Joshi’s argument is that LLMs shortcut the loop between concrete experience and reflection. The more specific version of that claim is that the loop was building a failure mode taxonomy, accumulated through incidents, through hours of confused debugging, through being wrong about the cause before finding the right one.

The GitClear 2024 analysis of 150 million lines of code found that code churn, code committed and then substantially revised or removed within two weeks, increased alongside AI tool adoption. Code that works in isolation but degrades under real conditions is exactly what you would expect from generation that optimizes for passing tests, not for the failure modes that tests don’t reach.

The developers who use LLMs most effectively are the ones who have already accumulated a failure mode taxonomy. They can evaluate generated code against a mental model of how it will behave under load, not just whether it handles documented inputs correctly. That model forms from the accumulated hours of being wrong about production behavior.

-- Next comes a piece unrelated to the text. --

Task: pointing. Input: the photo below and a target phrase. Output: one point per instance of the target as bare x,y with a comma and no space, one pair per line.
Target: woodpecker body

The practical implication from Joshi’s piece applies here specifically. Use LLMs for the declarative parts: the syntax, the fix, the conceptual explanation. Preserve the conditions that build the experiential part. That means running under realistic load before shipping, instrumenting your database queries, profiling under concurrency before concluding you have solved a performance problem. LLMs can generate the correct version of every code example above. They cannot substitute for having needed to know why.